From: LuKreme on
On 30-Dec-2009, at 12:20, Brian Mathis wrote:
> I've not used mailmain or ezmlm for this purpose, but so called
> "mailing list software" that's available as open source is often meant
> to be used for having discussions with numerous people through email.
> Using systems like that as a bulk mailer is generally a really bad
> idea and requires a lot of intricate configuration to ensure no one
> can reply to the whole list, etc…

No, that's simply not true. Mailman works perfectly well for sending announcement only mailings, and it is trivial to setup a list so that subscribers cannot post.

Nothing tricksy or intricate about it.


--
The person on the other side was a young woman. Very obviously a
young woman. There was no possible way that she could have been
mistaken for a young man in any language, especially Braille.
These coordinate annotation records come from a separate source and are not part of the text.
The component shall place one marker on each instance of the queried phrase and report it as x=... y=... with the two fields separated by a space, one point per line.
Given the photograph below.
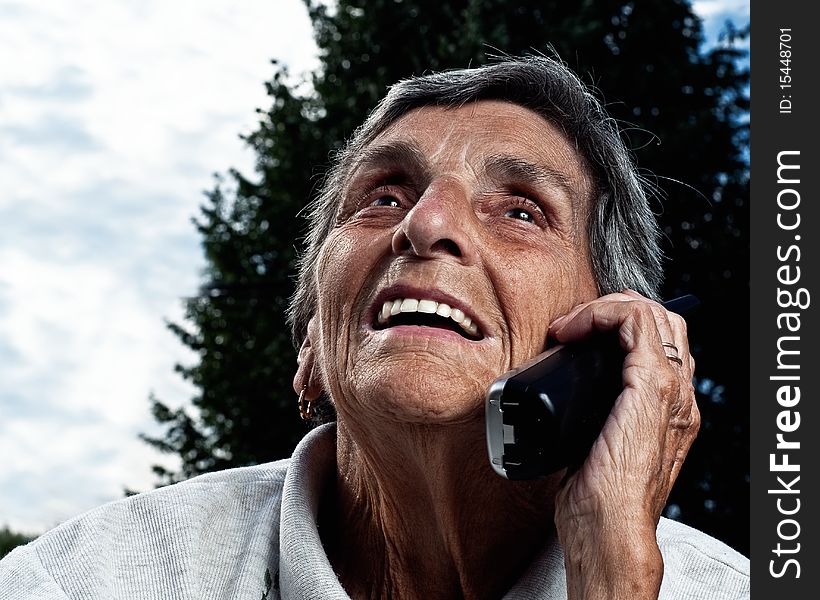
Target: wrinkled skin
x=483 y=207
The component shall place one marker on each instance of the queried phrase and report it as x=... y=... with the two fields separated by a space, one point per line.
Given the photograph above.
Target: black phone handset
x=545 y=415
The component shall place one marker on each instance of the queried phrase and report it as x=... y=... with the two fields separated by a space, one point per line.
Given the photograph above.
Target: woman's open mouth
x=426 y=313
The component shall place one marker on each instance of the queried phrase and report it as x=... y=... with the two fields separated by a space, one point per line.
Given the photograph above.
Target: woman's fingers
x=655 y=419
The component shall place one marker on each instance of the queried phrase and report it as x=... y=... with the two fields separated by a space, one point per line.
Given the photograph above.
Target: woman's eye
x=520 y=214
x=390 y=201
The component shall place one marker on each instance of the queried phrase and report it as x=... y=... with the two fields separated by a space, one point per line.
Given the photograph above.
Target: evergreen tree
x=682 y=111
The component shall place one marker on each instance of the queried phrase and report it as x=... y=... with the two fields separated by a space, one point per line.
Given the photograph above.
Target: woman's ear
x=306 y=378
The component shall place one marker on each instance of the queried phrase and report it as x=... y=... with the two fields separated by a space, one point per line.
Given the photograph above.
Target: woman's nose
x=438 y=225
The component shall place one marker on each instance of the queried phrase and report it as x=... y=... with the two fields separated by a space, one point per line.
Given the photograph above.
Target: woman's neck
x=418 y=512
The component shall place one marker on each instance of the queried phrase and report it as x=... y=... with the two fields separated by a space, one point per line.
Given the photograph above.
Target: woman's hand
x=608 y=510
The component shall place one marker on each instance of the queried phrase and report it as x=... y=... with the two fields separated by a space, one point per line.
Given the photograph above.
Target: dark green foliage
x=682 y=112
x=9 y=540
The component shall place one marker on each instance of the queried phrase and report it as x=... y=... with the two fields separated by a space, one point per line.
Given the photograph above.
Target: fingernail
x=557 y=322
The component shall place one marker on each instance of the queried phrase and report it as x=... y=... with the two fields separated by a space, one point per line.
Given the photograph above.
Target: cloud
x=109 y=131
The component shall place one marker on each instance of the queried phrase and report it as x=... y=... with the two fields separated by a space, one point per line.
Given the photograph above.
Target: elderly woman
x=476 y=217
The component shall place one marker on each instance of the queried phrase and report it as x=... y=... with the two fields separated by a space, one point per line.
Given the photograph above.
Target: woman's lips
x=425 y=306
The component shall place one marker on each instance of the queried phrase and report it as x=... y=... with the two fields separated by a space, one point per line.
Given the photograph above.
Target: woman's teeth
x=400 y=305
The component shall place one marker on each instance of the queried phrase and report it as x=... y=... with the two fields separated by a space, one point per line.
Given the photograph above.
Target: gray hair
x=623 y=232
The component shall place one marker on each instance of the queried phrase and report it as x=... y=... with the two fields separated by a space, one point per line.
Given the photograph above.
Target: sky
x=114 y=116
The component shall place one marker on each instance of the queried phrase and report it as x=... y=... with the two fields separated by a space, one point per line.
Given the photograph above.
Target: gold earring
x=305 y=406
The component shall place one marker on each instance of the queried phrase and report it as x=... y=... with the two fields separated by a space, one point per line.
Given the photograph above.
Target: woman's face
x=480 y=209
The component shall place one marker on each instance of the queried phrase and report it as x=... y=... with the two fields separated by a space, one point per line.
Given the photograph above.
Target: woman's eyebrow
x=508 y=167
x=393 y=156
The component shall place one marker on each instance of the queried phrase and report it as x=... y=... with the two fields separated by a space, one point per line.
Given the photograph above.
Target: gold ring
x=670 y=346
x=674 y=358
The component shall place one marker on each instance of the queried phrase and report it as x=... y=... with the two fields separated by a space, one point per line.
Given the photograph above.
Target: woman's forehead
x=478 y=137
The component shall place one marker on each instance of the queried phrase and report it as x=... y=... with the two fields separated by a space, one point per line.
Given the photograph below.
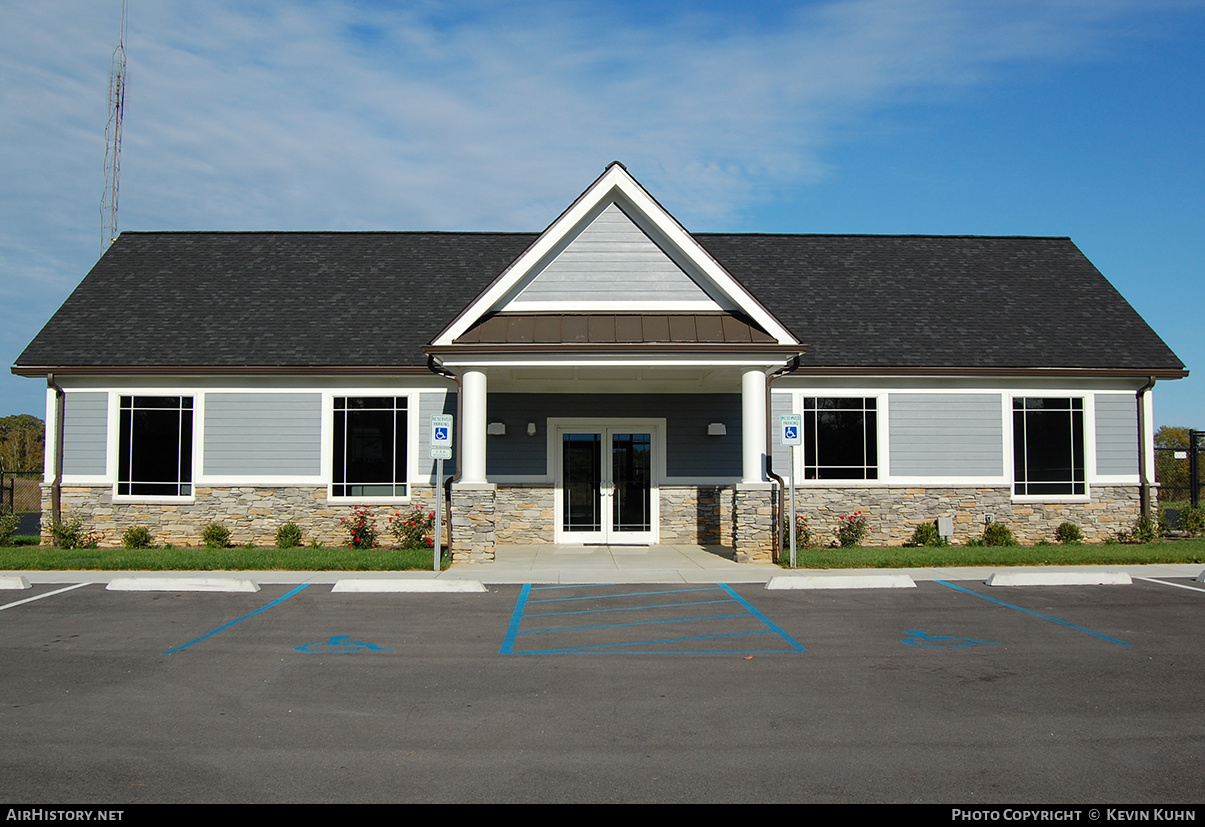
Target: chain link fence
x=21 y=493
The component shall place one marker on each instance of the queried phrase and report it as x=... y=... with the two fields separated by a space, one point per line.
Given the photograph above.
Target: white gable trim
x=616 y=185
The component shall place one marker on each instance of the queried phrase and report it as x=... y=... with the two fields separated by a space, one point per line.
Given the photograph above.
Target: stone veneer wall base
x=251 y=512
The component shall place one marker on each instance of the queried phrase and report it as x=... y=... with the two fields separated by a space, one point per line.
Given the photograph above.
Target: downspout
x=769 y=453
x=440 y=370
x=57 y=484
x=1144 y=469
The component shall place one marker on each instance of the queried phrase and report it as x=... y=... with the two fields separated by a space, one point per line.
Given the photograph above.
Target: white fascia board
x=616 y=181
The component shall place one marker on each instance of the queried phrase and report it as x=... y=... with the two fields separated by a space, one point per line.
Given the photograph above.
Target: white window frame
x=411 y=437
x=1087 y=438
x=115 y=444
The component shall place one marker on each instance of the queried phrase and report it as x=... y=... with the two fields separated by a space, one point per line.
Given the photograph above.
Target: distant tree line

From: Jacqui Caren-home on
LuKreme wrote:
> On 30-Dec-2009, at 11:43, Port Able wrote:
>> Do the online ESP's develop their own email servers?
> Bwahahahahah! Um. No.

Excuse me!

A year or so ago we worked on a postfix mod to enable delivery rate
limiting and active MSP profile management. It did not work as well
as we hoped and we have since developed our own delivery systems.
Postfix is a great (probably the best IMHO) general purpose MTA but
for a highly specific (distributed) low overhead delivery system
designed to work within the (constantly changing) limitations specified
by MSPs the changes postfix required would have ended up as a re-write
to work with any decent performance.

I *know* other commercial MSP's (our competitors) also use custom
delivery subsystems although I think we are currently the only ones with
a distributed delivery system that uses active MSP delivery profiles
and MSP "delivery load balance" :-)

Jacqui

From: Stan Hoeppner on
Jacqui Caren-home put forth on 12/31/2009 5:28 PM:

> I *know* other commercial MSP's (our competitors) also use custom
> delivery subsystems although I think we are currently the only ones with
> a distributed delivery system that uses active MSP delivery profiles
> and MSP "delivery load balance" :-)

So you wrote your own custom MTA and sending cluster load balancing daemon from
scratch? Did you write them in C or Perl? How many hosts in this load balanced
sending cluster?

--
Stan

From: Port Able on
--- On Thu, 12/31/09, Jacqui Caren-home <jacqui.caren(a)ntlworld.com> wrote:
for a highly specific (distributed) low overhead delivery system
designed to work within the (constantly changing) limitations specified
by MSPs the changes postfix required would have ended up as a re-write
to work with any decent performance.


If MSP's force you to throttle your delivery speed, how does a distributed delivery system help?  Since it is presumably intended to increase throughput/speed, it seems counter-intuitive as you will reach their limits faster.


I *know* other commercial MSP's (our competitors) also use custom
delivery subsystems although I think we are currently the only ones with
a distributed delivery system that uses active MSP delivery profiles
and MSP "delivery load balance" :-)



This is very interesting.  Can you share any info or background on MSP profiles and their load balancing requirements?